I have cable and would never go to any satellite provider. I have an HD box (Free!) that connects with HDMI. On 1080i broadcasts I too can see the individual blades of grass and the overall clarity is outstanding.


----------



## wolfen1086 (Oct 4, 2007)

I'm glad yours is working for you, mine here near the end of my usage of Cox was getting to the point that tv was unseeable on any channel without a box, and the HD was so bad all I got on my LCD tv was tiles. 
I love the channel line up I get with Dish, with cox I had 120 channels with Dish I get 250 for a cheaper price, even paying for the HD channels. My livingroom tv is now actually better than live on the HD channels.


----------



## ebackhus (Apr 21, 2005)

Free HD is better.  As long as you're happy with what you have that's what matters most. Apparently there's a new cable company in a few states called WOW that has fantastic service all around. I read about them in the latest Consumer Reports magazine and they blew everyone away.


----------



## wolfen1086 (Oct 4, 2007)

ebackhus said:


> Free HD is better.  As long as you're happy with what you have that's what matters most. Apparently there's a new cable company in a few states called WOW that has fantastic service all around.

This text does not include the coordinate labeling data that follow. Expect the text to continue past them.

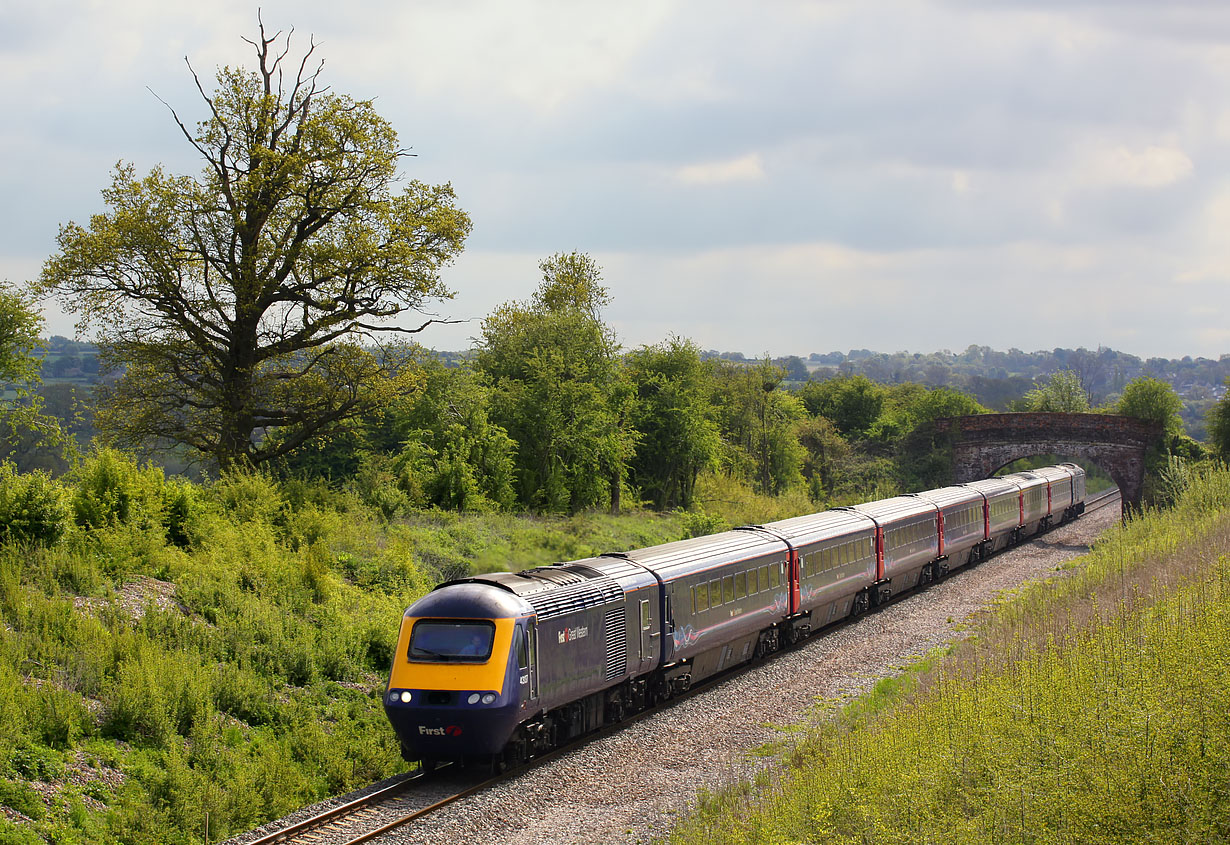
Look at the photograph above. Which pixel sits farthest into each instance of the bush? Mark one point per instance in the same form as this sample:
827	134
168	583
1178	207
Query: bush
112	490
36	763
21	798
32	507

I read about them in the latest Consumer Reports magazine and they blew everyone away.



Your totally right too, free HD would be better, but even paying 10 a month for it I'm still way cheaper than the local cable company.
I've heard of WOW cable, they'll try it here eventually, but since cox owns all the cable here WOW would have to run all new cables, the utilities here are so one way its pathetic, just like when I had a hard wires phone line, I had Contel, which turned into Version South, trading as Version (imagine that), and that's all I could get over the phone lines, if I wanted Bell South, I'd have had to pay for poles to be run from Lynnhaven Pkwy to my house, which was quoted to me back in 94 at 10,000 a month rental for the poles and lines. Same with Cox, they ain't gonna let WOW use their cable network for anything except to hang sneakers from in the street. But so far Dish is cheaper and better than Cox is (here anyway), the HD is better ( actually works). Now I'm not saying Cox is bad, their my internet provider, but, as far as tv, maybe they are fine on other parts of Va Beach, bu my neighbor hood its like the old antenna service quality at Cable prices.


----------



## Basementgeek (Feb 7, 2005)

I think I have had WOW (Wide Open West) for maybe 6-8 years now. Generally been real good. I switched from Time Warner since at that time they did not provide high speed internet.

BG


----------